Secondo l'Istat, a marzo l’inflazione in Italia è salita all’1,7 per cento dall’1,5 per cento di febbraio, trainata soprattutto da energia e prodotti alimentari freschi. Più sostenuto il “carrello della spesa”, che cresce del 2,2 per cento. L’aumento è dovuto in particolare all’accelerazione dei prezzi dell'energia (più 4,9 per cento su base mensile).
Nel complesso, i prezzi al consumo segnano un più 0,5 per cento su base mensile. Tra i rincari più evidenti, carburanti ed energia: il gasolio aumenta del dodici per cento, la benzina del 4,8 per cento.
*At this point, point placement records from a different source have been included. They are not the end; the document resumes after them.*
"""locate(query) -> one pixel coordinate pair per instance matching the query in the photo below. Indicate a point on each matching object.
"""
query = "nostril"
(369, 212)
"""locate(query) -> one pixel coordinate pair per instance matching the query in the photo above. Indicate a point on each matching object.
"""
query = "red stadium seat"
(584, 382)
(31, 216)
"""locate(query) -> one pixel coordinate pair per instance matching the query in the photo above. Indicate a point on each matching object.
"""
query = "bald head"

Anche in Europa si rafforzano le pressioni, visto che l’inflazione nell'Eurozona sale al 2,5 per cento a marzo (dall’1,9 per cento), spinta dai costi energetici legati alla crisi in Medio Oriente.
Critiche al decreto bollette da Codacons e Unione consumatori
Dalle opposizioni sono arrivate dure critiche, con la deputata del Partito democratico Paola De Micheli che ha definito il testo “inconcludente” e frutto di confusione. Anche il Codacons e l'Unione nazionale consumatori (Unc) hanno espresso biasimo e perplessità nei confronti del testo.
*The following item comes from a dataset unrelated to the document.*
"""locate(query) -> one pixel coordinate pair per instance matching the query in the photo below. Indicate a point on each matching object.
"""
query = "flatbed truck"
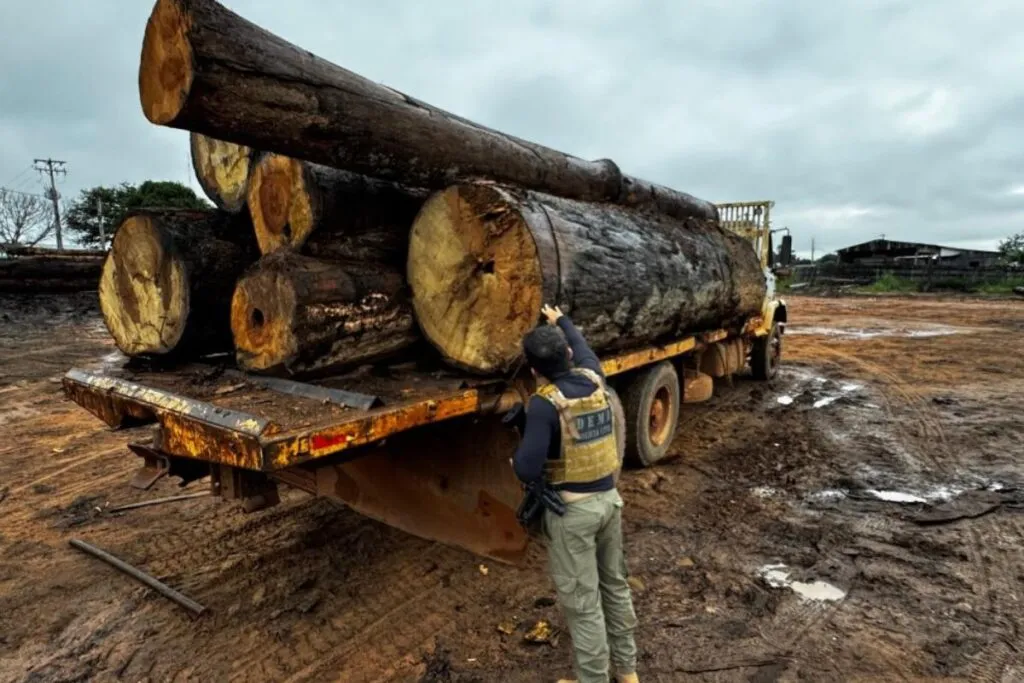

Il Codacons ritiene che il provvedimento sia già superato dall’andamento recente dei prezzi energetici, sottolineando come il costo del gas sia aumentato di oltre il 50 per cento rispetto a febbraio e come, secondo l’Istat, i beni energetici abbiano registrato un incremento mensile dell’8,9 per cento.
L'associazione dei consumatori ha poi chiesto la proroga del taglio delle accise sui carburanti in scadenza il 7 aprile. Senza interventi il prezzo del gasolio potrebbe superare i 2,3 euro al litro, avverte il Codacons.
Critico anche Marco Vignola, vicepresidente dell’Unc, secondo cui il decreto risulta inadeguato sia nel breve sia nel lungo periodo. In particolare, viene contestata la riduzione dei bonus sociali rispetto all’anno precedente e l’assenza di misure sufficienti per fronteggiare i rincari più recenti. Secondo l'Unc, l'aumento dei prezzi dell'1,7 per cento per una famiglia con due figli a carico si traduce in un aumento di 622 euro di spese su base annua.